A Repeating Golf Swing and How to Get One

October 18, 2009

Good golf is not played by hitting great shots, but by minimizing the number of bad shots you hit. To play better golf, it isn’t always necessary to improve your swing. All you might need to do is learn to use your best swing more often.

One way to do that is to hit hundreds of balls every day, but unless you’re a competitive golfer, who has the time? You can swing the club at home whenever you want, though, and that’s just as good. Take fifteen minutes to swing the club 120 times in this way, in this order:

20 normal swings
20 swings with the left hand only
20 normal swings
20 swings with the right hand only
20 swings with the feet together, heels touching
20 normal swings

Step back after every swing, and set up anew each time. This gives you extra practice at getting into your setup, and prevents you from getting into a groove you can’t repeat on the course. Strive for a calm finish after every swing, and don’t rush. Calm your mind and give each swing your full attention.

Before you swing, pick a spot on the ground and make sure the club swings back through that spot on a line toward a target. Just swinging isn’t good enough. You’re training your swing to follow the correct path away from and back through the ball.

The objective of the one-handed swing sections is to isolate that hand and arm to teach it how to move during the swing. This is also a good way to build strength in your golfing muscles, especially when you swing with your left arm only.

When you do the one-handed swings, swing the first time with two hands and stop at the top of your backswing. This is to remind yourself of where the swing is supposed to take you. Take off the hand you won’t be using and complete the swing. For all subsequent one-handed swings, set up with both hands, take off the one you’re not using before you start the swing, and make the entire swing with that one arm.
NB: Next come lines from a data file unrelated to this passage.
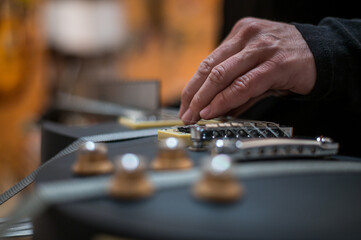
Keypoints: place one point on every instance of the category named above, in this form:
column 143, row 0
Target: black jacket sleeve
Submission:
column 336, row 47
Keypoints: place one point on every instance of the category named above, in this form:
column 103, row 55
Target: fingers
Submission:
column 251, row 85
column 242, row 32
column 220, row 54
column 221, row 77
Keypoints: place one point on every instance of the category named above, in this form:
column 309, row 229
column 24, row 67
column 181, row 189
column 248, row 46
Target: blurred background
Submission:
column 51, row 46
column 69, row 46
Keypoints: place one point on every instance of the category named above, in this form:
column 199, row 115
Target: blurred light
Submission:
column 171, row 142
column 84, row 27
column 90, row 146
column 130, row 161
column 220, row 163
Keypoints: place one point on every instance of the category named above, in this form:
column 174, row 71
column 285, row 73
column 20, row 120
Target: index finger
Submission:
column 224, row 51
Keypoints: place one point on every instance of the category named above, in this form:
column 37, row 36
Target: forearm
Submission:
column 336, row 46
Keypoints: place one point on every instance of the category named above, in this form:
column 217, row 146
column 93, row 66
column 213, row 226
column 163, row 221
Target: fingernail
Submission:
column 205, row 112
column 187, row 116
column 181, row 111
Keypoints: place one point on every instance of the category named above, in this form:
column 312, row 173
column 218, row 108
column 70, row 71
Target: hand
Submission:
column 258, row 58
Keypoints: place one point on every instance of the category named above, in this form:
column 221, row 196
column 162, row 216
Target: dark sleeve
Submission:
column 336, row 46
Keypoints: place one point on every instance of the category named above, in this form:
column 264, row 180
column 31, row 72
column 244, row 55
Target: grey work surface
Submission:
column 287, row 206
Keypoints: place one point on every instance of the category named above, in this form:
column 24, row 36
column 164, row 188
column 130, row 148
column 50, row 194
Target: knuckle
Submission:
column 252, row 27
column 186, row 95
column 222, row 100
column 242, row 84
column 267, row 40
column 196, row 102
column 205, row 66
column 217, row 75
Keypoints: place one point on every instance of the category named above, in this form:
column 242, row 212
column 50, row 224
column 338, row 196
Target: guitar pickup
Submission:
column 249, row 149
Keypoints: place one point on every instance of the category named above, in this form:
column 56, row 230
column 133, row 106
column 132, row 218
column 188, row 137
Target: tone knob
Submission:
column 92, row 159
column 171, row 155
column 130, row 180
column 218, row 183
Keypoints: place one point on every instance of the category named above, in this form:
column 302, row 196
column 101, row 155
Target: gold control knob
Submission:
column 130, row 180
column 92, row 159
column 218, row 183
column 171, row 155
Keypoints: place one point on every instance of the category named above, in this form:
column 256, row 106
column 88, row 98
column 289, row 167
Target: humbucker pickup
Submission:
column 202, row 135
column 248, row 149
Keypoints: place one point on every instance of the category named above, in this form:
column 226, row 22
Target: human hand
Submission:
column 258, row 58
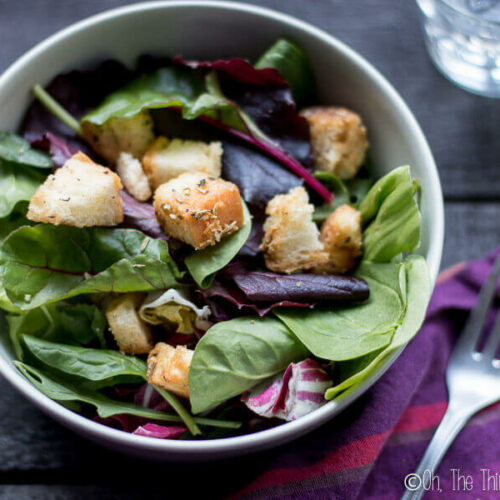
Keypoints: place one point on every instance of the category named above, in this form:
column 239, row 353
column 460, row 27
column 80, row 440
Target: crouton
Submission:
column 341, row 236
column 168, row 368
column 133, row 177
column 165, row 159
column 338, row 139
column 131, row 135
column 198, row 210
column 291, row 238
column 81, row 194
column 131, row 333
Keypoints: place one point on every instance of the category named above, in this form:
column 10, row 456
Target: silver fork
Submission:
column 473, row 380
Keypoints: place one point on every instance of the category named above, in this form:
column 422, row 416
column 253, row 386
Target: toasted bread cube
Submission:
column 133, row 177
column 131, row 135
column 291, row 238
column 198, row 210
column 338, row 139
column 168, row 368
column 131, row 333
column 165, row 159
column 341, row 236
column 81, row 194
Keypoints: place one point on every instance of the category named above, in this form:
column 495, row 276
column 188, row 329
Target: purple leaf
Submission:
column 231, row 295
column 159, row 431
column 141, row 216
column 258, row 286
column 258, row 176
column 292, row 394
column 60, row 150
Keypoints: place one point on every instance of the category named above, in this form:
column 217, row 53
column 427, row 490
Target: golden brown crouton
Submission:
column 341, row 236
column 165, row 159
column 80, row 194
column 131, row 333
column 338, row 139
column 198, row 210
column 168, row 367
column 132, row 135
column 291, row 238
column 133, row 177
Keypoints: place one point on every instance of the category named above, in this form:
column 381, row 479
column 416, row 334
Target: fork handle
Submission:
column 453, row 422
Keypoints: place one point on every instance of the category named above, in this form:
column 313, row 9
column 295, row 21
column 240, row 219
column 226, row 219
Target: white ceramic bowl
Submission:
column 208, row 30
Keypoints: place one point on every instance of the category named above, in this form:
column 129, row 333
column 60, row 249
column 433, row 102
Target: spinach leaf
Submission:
column 77, row 324
column 89, row 364
column 100, row 365
column 293, row 65
column 106, row 407
column 46, row 263
column 350, row 191
column 417, row 296
column 203, row 264
column 390, row 217
column 14, row 220
column 233, row 356
column 188, row 87
column 17, row 183
column 15, row 149
column 348, row 332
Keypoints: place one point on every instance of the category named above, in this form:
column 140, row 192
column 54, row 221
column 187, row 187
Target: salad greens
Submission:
column 293, row 65
column 65, row 261
column 78, row 324
column 235, row 355
column 203, row 264
column 56, row 282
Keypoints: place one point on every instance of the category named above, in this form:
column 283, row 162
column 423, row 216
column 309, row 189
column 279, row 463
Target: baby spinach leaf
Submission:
column 418, row 292
column 17, row 183
column 46, row 263
column 293, row 65
column 348, row 332
column 89, row 364
column 14, row 220
column 203, row 264
column 233, row 356
column 15, row 149
column 77, row 324
column 390, row 217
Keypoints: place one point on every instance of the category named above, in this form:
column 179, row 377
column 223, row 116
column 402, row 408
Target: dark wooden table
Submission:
column 39, row 458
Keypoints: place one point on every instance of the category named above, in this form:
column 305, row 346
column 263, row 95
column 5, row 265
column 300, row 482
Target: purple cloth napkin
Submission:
column 369, row 449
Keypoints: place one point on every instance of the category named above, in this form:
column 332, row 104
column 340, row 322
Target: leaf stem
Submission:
column 187, row 418
column 54, row 107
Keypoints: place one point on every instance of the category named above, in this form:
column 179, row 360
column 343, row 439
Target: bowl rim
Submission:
column 287, row 431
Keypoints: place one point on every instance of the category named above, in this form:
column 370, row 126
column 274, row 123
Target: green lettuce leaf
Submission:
column 417, row 295
column 106, row 407
column 17, row 183
column 77, row 324
column 390, row 217
column 351, row 331
column 203, row 264
column 15, row 149
column 46, row 263
column 234, row 356
column 293, row 65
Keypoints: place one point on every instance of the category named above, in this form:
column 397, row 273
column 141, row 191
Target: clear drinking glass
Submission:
column 463, row 39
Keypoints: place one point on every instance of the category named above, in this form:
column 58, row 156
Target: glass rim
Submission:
column 464, row 12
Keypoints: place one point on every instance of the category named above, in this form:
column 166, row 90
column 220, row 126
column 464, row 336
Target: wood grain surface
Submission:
column 39, row 458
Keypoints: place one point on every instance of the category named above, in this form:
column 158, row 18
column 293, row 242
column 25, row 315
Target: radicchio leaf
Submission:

In the feet together section, there will be some lower body movement, but the point is to minimize that movement so you can concentrate on your arms and upper body turning together.

Strive to make all the swings in a particular section the same. Resist the urge to experiment by adding something extra here or there. By making 20 identical swings, you make great strides in learning to repeat that swing. The only way you’ll build a repetitive swing is, well, to practice the same swing over and over.

Question: How do you make sure you’re practicing your best swing and not grooving a poor one? The one-handed and feet together sections take care of that. Unless you do things right, you just can’t swing one-handed, and in the feet together section, you’ll fall down if you’re making mistakes.

Do this exercise at least once a week and parts of it daily. By the time the exercise is over, your swing will be smoothed out and repetitive, light and powerful. Since this exercise involves making a lot of swings in a short time period, you might want to work up gradually to doing all 120. Stop if you begin to feel sore, especially in your lower back.

As for the clubs to use, you can use just one club for the whole thing, or change clubs with every new section. When you’re having trouble with a particular club, doing the exercise with it alone will help the two of you become friends.

If you do this exercise at the range, hit a ball with every tenth swing to keep up your interest. No more often that that, though. This is a swinging exercise, not a ball-hitting exercise.

If you can’t get to the range, you can do this exercise inside the house with a 7-iron, and adjust your posture to simulate swinging longer clubs. Swing a club inside the house? Not to worry. I’m six-foot-six and can swing a 7-iron in a room with an eight-foot ceiling, without hitting the ceiling. And my wife’s OK with it. (I married well.)

I do this 120 Swings Exercise several times each week. If I slack off, I can tell the difference, and when I get back to it, I just tick off one good shot after another.